Hot Mess to Mindful Mom by Ali Katz
Author:Ali Katz
Language: eng
Format: epub
Publisher: Skyhorse Publishing
Published: 2017-01-31T05:00:00+00:00
20
Feel Your Feelings
“The truth will set you free, but first it will piss you off.”
—GLORIA STEINEM
I spent most of my life suppressing anything that was hard to bear. My defense mechanism was pasting a giant smile on my face, and saying that I was “great!” Otherwise, life would have felt too hard, and I just wasn’t ready to deal. This strategy worked for a long time and it got me through periods of my life that may have been very bleak otherwise, like counting out waitressing tips during my college years to see if I would make rent. For that I am grateful, but it got to the point where denying my feelings instead of acknowledging and accepting them was going to hold me back from growing as a person. There is only so far you can go with your head buried in the sand.
The further I traveled on my spiritual journey of self-discovery, the less choice I had about what was actually happening inside of me. I asked for guidance and support, and gave up having to feel like I was in control. I decided to sit back and enjoy the ride. I didn’t have the chance to figure out if I was ready to finally face my feelings because they were steamrolling into my life no matter what. The Universe knew it was finally my time, even if I still had doubts.
I had meditations that didn’t end up being meditations at all, but more of me crying in a ball on the floor of my closet, if you can even call it that. Howling, gasping, exploding, and touching places deep in my core that had never seen the light of day. I finally released any sort of control I had over my emotions and simply let them flood my being until I was all cried out. When there were no more tears, I would sit back up and breathe. When I guide meditations now, I often encourage people to allow their long deep breaths to be cleansing, nourishing breaths. I know how good it feels from experience. My breath soothed me and washed away all the sorrow, shame, and anger that I felt.

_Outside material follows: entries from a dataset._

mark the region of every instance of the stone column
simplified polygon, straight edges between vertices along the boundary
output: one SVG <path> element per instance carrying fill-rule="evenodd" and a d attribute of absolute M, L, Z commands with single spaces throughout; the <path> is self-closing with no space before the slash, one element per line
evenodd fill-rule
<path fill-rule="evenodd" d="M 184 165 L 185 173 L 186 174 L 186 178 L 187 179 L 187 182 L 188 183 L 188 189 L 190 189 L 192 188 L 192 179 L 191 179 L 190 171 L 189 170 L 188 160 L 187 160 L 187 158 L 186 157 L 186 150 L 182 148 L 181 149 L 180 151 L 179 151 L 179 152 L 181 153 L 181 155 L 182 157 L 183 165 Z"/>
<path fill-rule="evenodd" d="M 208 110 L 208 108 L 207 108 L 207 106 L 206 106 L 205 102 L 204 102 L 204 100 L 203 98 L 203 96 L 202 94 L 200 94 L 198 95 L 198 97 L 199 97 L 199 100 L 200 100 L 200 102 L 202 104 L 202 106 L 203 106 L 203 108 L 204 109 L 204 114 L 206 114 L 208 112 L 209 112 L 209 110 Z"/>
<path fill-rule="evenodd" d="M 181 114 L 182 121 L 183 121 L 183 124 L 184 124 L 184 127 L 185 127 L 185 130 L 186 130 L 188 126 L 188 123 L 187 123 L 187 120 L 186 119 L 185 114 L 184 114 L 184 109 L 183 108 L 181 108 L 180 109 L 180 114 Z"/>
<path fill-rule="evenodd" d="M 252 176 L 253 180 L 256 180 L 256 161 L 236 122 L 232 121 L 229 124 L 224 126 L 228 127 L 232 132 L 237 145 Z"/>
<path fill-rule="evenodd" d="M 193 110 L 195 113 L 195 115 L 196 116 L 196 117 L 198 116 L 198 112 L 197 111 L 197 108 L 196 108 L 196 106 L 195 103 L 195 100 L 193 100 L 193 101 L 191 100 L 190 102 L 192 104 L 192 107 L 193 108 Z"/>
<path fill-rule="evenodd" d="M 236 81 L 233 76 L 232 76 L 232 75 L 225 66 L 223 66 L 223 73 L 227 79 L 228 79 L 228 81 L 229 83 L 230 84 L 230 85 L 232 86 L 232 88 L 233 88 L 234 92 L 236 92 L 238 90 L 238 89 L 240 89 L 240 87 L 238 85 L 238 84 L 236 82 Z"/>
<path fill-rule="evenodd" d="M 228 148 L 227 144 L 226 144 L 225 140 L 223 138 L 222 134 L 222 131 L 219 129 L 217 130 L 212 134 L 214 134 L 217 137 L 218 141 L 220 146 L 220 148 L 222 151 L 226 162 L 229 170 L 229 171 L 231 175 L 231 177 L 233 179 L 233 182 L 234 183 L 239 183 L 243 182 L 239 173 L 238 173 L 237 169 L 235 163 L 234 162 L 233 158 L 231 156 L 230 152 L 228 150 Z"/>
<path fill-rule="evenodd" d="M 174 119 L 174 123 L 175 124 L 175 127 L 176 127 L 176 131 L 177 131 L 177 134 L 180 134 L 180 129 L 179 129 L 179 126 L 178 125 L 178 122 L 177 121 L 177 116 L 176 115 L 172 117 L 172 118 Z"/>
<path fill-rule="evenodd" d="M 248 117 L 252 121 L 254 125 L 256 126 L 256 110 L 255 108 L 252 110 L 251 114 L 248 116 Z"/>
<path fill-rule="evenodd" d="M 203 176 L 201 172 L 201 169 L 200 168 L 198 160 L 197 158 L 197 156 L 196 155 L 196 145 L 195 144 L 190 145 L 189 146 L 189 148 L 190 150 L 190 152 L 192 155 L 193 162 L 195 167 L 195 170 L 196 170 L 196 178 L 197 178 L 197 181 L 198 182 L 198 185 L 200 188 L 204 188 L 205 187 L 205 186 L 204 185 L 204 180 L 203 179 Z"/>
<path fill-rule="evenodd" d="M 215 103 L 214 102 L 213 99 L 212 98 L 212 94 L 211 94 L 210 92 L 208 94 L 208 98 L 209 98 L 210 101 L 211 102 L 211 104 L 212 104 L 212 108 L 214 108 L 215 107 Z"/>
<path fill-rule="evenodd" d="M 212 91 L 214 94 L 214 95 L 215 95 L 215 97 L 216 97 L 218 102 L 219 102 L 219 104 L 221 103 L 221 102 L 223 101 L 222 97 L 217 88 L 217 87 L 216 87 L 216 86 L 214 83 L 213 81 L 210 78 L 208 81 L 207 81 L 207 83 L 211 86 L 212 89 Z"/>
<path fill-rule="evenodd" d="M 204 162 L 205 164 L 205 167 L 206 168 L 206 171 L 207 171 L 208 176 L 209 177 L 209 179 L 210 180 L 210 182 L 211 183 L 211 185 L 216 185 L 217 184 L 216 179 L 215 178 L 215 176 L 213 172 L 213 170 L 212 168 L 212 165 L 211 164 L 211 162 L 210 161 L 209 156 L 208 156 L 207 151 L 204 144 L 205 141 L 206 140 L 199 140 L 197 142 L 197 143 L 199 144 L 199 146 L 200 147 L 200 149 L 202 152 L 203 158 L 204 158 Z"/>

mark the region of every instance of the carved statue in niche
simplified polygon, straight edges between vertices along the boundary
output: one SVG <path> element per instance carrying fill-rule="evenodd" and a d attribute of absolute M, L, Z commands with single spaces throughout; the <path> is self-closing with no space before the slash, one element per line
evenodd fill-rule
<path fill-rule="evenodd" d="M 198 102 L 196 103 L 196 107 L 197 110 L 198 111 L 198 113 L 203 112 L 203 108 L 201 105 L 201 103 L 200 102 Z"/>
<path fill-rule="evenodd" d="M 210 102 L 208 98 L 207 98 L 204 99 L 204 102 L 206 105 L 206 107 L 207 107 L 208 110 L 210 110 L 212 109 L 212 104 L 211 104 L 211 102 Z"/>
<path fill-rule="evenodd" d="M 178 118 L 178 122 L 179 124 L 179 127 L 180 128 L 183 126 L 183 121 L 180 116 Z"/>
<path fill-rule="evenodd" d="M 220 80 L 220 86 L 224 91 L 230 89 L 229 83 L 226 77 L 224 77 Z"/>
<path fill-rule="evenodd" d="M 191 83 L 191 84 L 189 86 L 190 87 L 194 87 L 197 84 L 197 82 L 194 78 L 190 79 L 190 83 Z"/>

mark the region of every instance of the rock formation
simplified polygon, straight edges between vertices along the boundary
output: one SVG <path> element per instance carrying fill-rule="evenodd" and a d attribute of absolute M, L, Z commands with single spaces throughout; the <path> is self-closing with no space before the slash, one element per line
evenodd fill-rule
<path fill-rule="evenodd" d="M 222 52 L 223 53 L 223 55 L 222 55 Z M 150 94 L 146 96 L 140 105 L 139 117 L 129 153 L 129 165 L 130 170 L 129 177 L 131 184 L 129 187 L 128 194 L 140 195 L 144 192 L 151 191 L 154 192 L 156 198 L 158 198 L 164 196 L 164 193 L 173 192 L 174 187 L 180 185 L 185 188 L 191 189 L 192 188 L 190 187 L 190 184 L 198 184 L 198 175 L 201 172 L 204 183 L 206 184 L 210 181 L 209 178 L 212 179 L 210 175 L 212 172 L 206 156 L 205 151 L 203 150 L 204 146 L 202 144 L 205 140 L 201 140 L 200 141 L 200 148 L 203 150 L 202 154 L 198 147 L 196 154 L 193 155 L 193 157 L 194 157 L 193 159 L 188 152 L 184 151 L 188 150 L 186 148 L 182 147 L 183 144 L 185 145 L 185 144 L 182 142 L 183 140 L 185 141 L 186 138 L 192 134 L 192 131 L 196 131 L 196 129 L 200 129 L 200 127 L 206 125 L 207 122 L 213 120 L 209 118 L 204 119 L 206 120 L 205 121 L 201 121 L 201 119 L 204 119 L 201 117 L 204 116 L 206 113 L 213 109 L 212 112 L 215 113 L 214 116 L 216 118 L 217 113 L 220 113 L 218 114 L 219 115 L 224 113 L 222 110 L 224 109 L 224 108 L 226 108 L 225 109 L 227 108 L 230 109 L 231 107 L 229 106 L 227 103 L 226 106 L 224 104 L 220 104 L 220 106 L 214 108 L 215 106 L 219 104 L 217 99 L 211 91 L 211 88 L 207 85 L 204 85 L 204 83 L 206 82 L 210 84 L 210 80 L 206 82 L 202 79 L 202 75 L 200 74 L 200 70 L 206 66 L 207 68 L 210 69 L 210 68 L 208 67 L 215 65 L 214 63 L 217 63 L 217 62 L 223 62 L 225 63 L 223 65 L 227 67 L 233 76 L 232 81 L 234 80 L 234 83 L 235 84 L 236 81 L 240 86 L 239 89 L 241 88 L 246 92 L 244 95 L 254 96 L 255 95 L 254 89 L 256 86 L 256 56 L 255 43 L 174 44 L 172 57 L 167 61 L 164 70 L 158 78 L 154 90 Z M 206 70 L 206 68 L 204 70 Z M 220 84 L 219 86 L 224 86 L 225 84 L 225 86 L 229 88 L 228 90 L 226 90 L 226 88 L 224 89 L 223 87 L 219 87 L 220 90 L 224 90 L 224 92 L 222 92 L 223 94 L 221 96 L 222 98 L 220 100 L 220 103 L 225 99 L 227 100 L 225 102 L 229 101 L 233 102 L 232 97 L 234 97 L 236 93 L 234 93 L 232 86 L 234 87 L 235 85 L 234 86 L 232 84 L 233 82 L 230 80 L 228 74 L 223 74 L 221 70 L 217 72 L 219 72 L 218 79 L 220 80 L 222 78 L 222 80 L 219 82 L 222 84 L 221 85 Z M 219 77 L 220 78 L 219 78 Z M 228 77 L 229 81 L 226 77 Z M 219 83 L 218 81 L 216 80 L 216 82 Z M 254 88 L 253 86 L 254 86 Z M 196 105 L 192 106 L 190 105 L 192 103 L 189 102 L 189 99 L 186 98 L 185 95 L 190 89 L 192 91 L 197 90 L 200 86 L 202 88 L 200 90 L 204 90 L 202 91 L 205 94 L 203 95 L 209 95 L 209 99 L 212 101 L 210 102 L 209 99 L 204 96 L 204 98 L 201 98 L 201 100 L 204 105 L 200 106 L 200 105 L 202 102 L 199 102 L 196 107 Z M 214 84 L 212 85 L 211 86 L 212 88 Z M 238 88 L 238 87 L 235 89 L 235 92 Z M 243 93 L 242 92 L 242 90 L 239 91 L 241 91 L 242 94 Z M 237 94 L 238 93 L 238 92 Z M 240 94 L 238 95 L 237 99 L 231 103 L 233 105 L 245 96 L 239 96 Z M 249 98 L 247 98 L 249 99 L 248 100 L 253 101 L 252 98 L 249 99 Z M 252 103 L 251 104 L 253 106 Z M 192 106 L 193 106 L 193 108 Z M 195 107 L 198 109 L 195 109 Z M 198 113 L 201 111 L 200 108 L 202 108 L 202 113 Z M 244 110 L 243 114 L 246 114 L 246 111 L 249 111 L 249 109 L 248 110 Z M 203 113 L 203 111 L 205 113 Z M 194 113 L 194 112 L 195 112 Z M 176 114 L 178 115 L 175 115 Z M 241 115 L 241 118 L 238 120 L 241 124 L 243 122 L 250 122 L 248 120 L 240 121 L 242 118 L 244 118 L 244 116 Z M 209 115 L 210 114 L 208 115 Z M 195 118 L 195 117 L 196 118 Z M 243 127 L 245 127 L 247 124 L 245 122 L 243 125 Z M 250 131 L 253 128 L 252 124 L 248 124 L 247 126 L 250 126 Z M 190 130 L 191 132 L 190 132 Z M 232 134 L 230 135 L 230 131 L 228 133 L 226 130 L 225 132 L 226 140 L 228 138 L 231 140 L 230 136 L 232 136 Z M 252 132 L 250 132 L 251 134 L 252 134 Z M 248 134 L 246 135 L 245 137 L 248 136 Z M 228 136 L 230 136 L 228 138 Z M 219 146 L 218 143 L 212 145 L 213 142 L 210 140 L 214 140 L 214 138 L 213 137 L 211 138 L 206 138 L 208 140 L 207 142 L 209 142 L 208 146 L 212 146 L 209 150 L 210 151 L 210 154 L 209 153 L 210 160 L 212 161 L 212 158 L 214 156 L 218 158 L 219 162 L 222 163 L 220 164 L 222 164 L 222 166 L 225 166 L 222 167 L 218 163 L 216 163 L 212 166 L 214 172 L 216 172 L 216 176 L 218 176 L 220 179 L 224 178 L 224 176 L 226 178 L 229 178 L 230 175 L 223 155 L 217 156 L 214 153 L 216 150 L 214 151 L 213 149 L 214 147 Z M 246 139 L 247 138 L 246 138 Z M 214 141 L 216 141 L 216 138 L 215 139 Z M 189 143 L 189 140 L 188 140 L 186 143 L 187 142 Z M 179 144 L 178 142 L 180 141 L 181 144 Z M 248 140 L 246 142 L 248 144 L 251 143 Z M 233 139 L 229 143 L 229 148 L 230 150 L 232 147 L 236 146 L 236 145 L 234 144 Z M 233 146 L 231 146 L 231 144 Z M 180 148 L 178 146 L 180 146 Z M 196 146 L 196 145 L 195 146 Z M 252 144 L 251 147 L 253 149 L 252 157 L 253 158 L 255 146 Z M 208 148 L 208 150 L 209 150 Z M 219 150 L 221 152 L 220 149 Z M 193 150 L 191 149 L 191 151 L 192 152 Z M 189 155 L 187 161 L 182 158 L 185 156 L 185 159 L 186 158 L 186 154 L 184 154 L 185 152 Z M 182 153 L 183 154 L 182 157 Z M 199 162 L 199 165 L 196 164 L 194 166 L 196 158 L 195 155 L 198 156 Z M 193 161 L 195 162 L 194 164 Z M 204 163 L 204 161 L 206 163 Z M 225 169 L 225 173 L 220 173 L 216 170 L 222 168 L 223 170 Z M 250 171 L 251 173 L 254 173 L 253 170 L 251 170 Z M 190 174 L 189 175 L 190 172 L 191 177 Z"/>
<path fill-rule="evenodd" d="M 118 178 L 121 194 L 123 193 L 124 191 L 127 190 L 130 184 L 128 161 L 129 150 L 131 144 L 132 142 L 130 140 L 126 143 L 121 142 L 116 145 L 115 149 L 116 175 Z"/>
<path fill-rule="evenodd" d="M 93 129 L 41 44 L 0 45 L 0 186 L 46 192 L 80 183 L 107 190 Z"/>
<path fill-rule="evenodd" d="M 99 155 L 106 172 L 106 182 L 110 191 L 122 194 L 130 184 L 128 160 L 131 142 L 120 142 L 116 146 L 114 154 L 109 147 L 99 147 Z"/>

The only feelings that I had allowed myself to feel strongly up to this point in my life were the good ones. I had an immense and fierce love for my husband and kids. I actually saw a wonderful psychologist a few times after my first son was born because I needed help processing such an intense love. I had never felt emotion so strongly and it scared me a little bit.
Meditation was the only time that I had ever been still with myself. I had never heard silence before. Any downtime I ever had was spent on the phone, or reading, or listening to music. I had never been with my own thoughts, or witnessed what I was capable of feeling. Once these waves of emotion began washing over me I was cracked open in an entirely new way, and I never even thought of turning back.